Parameterize [tex]S[/tex] by
[tex]\vec s(u,v)=u\cos v\,\vec\imath+u\sin v\,\vec\jmath+(u\sin v+6)\,\vec k[/tex]
with [tex]0\le u\le1[/tex] and [tex]0\le v\le2\pi[/tex].
Take the normal vector to [tex]S[/tex] to be
[tex]\vec s_u\times\vec s_v=-u\,\vec\jmath+u\,\vec k[/tex]
The curl of [tex]\vec F[/tex] is
[tex]\nabla\times\vec F(x,y,z)=(1-x)\,\vec\imath-\vec\jmath+(z-2)\,\vec k[/tex]
Then the line integral is equivalent to
[tex]\displaystyle\int_C\vec F\cdot\mathrm d\vec r=\iint_S(\nabla\times\vec F)\cdot\mathrm d\vec S[/tex]
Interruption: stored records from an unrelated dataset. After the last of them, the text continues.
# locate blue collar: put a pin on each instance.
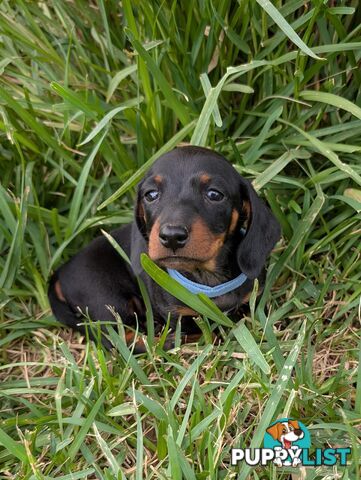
(211, 292)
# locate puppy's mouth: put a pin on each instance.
(180, 262)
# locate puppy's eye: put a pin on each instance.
(214, 195)
(151, 195)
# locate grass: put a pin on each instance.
(91, 93)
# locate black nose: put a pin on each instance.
(173, 236)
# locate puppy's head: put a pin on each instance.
(191, 207)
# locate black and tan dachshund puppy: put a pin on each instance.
(197, 218)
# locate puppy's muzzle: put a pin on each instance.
(173, 236)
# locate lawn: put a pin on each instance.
(91, 94)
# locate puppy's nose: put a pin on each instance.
(173, 236)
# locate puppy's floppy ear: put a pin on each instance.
(262, 233)
(139, 213)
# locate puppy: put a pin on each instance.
(195, 217)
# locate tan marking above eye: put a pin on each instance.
(234, 220)
(204, 178)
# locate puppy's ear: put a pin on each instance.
(263, 231)
(139, 214)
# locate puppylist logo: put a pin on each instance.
(287, 443)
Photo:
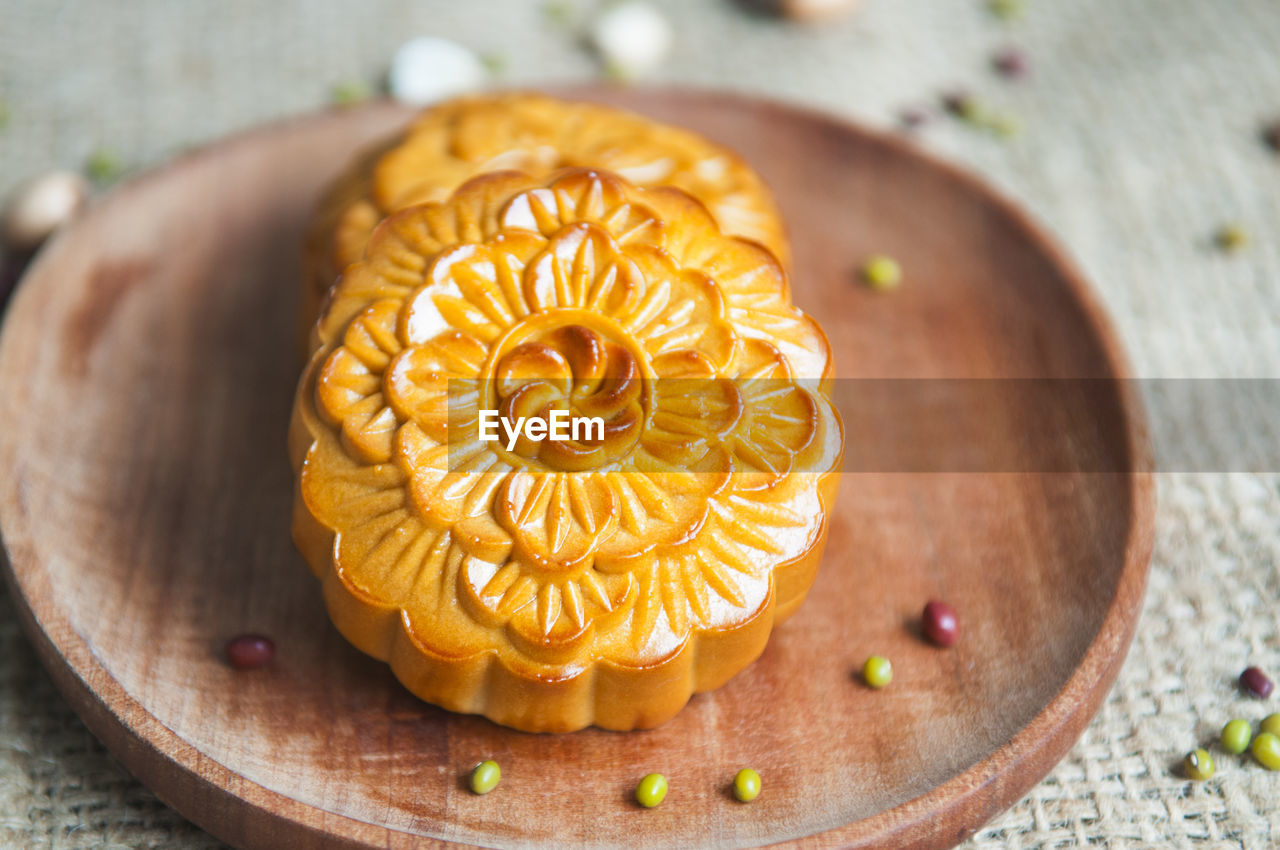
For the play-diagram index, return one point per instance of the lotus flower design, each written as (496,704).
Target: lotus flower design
(693,516)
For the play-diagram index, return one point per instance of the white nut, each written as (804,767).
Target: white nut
(40,206)
(631,37)
(428,69)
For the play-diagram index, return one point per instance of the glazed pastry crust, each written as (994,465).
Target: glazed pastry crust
(536,588)
(462,138)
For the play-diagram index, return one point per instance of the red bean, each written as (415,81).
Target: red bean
(250,652)
(940,624)
(1010,62)
(1255,681)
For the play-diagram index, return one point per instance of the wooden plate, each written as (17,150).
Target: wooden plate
(146,368)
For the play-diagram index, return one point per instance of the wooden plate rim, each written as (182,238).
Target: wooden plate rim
(250,814)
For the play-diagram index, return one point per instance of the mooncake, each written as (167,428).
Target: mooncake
(552,585)
(457,140)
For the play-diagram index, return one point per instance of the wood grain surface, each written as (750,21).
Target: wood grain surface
(147,362)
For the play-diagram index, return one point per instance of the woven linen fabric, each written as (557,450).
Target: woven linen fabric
(1139,137)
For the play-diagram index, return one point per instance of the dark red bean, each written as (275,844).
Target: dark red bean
(250,652)
(1255,681)
(1010,63)
(959,103)
(940,624)
(1271,136)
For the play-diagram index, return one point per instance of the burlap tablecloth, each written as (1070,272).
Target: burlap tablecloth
(1139,137)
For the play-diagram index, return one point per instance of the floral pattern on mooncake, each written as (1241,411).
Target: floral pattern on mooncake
(462,138)
(545,584)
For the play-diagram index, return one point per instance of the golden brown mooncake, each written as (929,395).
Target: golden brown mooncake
(558,585)
(457,140)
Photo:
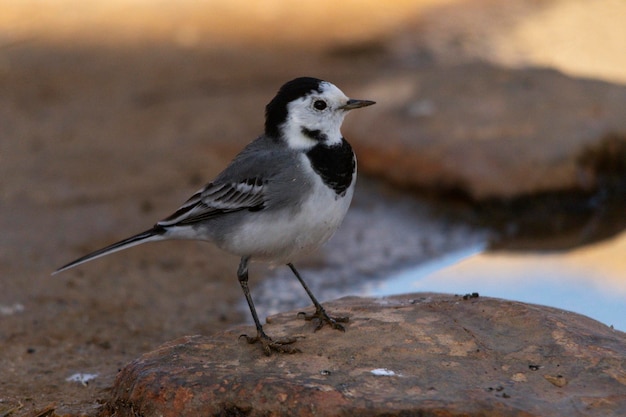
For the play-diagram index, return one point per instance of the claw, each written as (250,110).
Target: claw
(323,318)
(270,345)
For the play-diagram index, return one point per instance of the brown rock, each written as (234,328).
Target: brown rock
(419,354)
(486,131)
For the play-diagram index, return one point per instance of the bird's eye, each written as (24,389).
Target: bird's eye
(319,104)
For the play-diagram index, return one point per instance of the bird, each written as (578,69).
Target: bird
(283,195)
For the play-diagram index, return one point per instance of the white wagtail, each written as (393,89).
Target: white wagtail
(285,193)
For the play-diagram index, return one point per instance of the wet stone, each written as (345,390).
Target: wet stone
(417,354)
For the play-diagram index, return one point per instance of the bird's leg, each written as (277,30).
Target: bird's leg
(320,314)
(269,345)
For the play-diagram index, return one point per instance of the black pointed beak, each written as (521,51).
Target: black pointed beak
(356,104)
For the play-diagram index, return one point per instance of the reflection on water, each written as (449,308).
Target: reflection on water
(391,243)
(590,280)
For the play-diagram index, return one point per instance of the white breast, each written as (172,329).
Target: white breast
(283,234)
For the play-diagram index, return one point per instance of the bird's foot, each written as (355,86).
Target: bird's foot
(281,345)
(323,318)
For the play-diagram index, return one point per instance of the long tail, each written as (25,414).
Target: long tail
(154,234)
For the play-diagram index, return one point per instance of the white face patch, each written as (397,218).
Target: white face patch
(318,114)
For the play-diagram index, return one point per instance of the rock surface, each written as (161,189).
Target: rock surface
(419,354)
(486,131)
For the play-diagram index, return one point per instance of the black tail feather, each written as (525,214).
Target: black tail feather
(151,235)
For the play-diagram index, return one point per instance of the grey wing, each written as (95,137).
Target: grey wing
(217,199)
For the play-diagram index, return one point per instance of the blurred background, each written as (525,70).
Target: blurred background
(494,162)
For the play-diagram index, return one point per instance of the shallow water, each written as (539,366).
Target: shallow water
(394,244)
(589,280)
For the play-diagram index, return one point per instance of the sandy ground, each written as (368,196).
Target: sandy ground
(111,115)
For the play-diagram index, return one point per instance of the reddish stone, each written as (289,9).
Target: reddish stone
(434,355)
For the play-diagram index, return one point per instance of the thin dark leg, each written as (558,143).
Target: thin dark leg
(269,345)
(320,314)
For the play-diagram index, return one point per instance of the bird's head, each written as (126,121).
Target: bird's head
(307,111)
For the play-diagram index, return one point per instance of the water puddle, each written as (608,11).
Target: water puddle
(590,280)
(393,244)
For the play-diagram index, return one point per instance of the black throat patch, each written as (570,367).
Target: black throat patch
(335,164)
(316,135)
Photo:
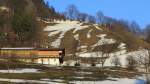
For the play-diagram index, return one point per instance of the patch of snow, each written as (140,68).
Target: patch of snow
(57,42)
(102,35)
(103,40)
(89,33)
(4,8)
(122,46)
(53,33)
(117,81)
(84,72)
(28,81)
(97,27)
(76,37)
(25,70)
(138,55)
(63,27)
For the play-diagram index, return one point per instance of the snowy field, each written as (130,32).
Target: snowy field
(25,70)
(58,81)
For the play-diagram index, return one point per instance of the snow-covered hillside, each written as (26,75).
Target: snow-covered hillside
(84,40)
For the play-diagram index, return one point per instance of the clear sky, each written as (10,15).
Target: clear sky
(131,10)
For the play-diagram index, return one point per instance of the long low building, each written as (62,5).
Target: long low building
(37,55)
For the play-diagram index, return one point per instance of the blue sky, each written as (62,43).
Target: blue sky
(131,10)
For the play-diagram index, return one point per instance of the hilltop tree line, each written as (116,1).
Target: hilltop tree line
(19,21)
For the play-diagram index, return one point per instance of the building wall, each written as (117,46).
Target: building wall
(50,61)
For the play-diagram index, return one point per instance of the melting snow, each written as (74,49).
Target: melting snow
(122,46)
(103,40)
(63,27)
(25,70)
(30,81)
(89,33)
(4,8)
(117,81)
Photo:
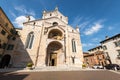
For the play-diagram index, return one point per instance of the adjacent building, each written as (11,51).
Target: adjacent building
(111,47)
(95,56)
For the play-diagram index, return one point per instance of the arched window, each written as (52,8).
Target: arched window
(73,46)
(55,23)
(29,40)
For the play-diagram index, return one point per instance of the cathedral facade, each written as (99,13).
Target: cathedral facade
(49,41)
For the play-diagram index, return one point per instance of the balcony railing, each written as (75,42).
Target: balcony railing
(107,58)
(118,56)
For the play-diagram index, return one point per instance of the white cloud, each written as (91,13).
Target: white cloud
(94,29)
(22,10)
(20,20)
(110,28)
(76,21)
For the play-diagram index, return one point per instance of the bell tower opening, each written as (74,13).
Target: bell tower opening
(53,49)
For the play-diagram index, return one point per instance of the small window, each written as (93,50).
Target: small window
(4,45)
(73,45)
(61,17)
(14,38)
(104,47)
(55,23)
(8,37)
(119,52)
(6,25)
(10,47)
(0,46)
(3,32)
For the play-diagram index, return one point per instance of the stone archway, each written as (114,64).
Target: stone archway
(5,61)
(53,49)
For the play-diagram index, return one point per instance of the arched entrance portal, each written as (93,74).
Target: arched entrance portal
(5,61)
(53,49)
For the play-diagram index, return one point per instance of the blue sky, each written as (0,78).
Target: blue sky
(95,18)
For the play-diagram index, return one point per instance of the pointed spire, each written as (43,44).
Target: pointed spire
(44,11)
(56,8)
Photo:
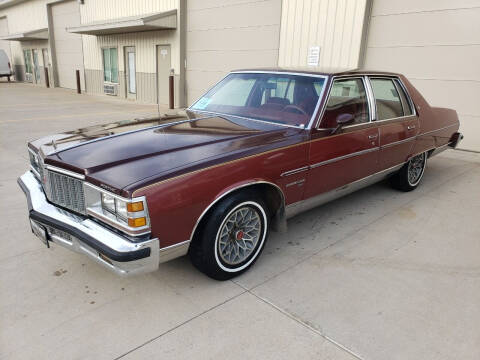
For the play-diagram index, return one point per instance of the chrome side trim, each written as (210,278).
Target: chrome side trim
(37,202)
(124,133)
(64,172)
(329,161)
(314,114)
(442,128)
(307,204)
(174,251)
(294,171)
(398,142)
(298,182)
(230,191)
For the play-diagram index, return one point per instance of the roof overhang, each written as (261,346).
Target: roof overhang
(157,21)
(39,34)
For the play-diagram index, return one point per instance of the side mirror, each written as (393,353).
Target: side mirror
(343,119)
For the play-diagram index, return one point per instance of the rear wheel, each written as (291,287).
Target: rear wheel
(232,237)
(410,175)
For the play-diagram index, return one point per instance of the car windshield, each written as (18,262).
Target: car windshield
(275,97)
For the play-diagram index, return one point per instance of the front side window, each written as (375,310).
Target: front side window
(387,99)
(274,97)
(27,54)
(347,96)
(110,65)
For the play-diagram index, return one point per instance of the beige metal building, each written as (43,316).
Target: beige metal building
(129,48)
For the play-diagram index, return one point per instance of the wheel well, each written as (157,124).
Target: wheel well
(271,194)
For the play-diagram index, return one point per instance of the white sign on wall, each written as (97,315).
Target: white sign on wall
(313,56)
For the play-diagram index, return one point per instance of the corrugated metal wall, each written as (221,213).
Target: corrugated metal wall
(335,26)
(26,16)
(29,15)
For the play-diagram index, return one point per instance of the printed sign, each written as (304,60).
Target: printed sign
(202,103)
(313,56)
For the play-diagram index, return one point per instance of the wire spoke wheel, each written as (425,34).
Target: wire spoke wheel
(415,169)
(239,235)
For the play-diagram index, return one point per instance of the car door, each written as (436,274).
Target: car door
(351,153)
(397,122)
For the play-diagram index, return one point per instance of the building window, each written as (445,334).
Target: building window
(110,65)
(348,96)
(27,54)
(387,99)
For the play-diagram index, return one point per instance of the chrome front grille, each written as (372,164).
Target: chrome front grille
(65,191)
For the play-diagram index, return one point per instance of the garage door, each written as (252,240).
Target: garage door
(436,44)
(226,35)
(68,47)
(5,45)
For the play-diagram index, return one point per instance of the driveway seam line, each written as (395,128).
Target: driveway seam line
(181,324)
(304,324)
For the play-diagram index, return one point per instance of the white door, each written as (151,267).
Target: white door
(4,44)
(47,65)
(68,47)
(436,45)
(164,64)
(36,67)
(130,71)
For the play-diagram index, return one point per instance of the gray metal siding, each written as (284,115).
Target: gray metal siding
(226,35)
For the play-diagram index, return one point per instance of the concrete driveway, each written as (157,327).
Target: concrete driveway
(378,274)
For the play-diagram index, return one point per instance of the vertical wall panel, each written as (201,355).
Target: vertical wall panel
(333,25)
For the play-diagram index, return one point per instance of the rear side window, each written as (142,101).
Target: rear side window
(387,99)
(346,97)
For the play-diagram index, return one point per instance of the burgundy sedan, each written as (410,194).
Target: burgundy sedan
(256,149)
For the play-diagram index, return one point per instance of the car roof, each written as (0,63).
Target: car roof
(319,71)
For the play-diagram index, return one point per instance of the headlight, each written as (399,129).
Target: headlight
(108,203)
(128,215)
[tex]=\displaystyle\int_0^{2\pi}\int_0^1\bigg((1-u\cos v)\,\vec\imath-\vec\jmath+(u\sin v+4)\,\vec k\bigg)\cdot\bigg(-u\,\vec\jmath+u\,\vec k\bigg)\,\mathrm du\,\mathrm dv[/tex]
[tex]=\displaystyle\int_0^{2\pi}\int_0^1(5u+u^2\sin v)\,\mathrm du\,\mathrm dv=\boxed{5\pi}[/tex]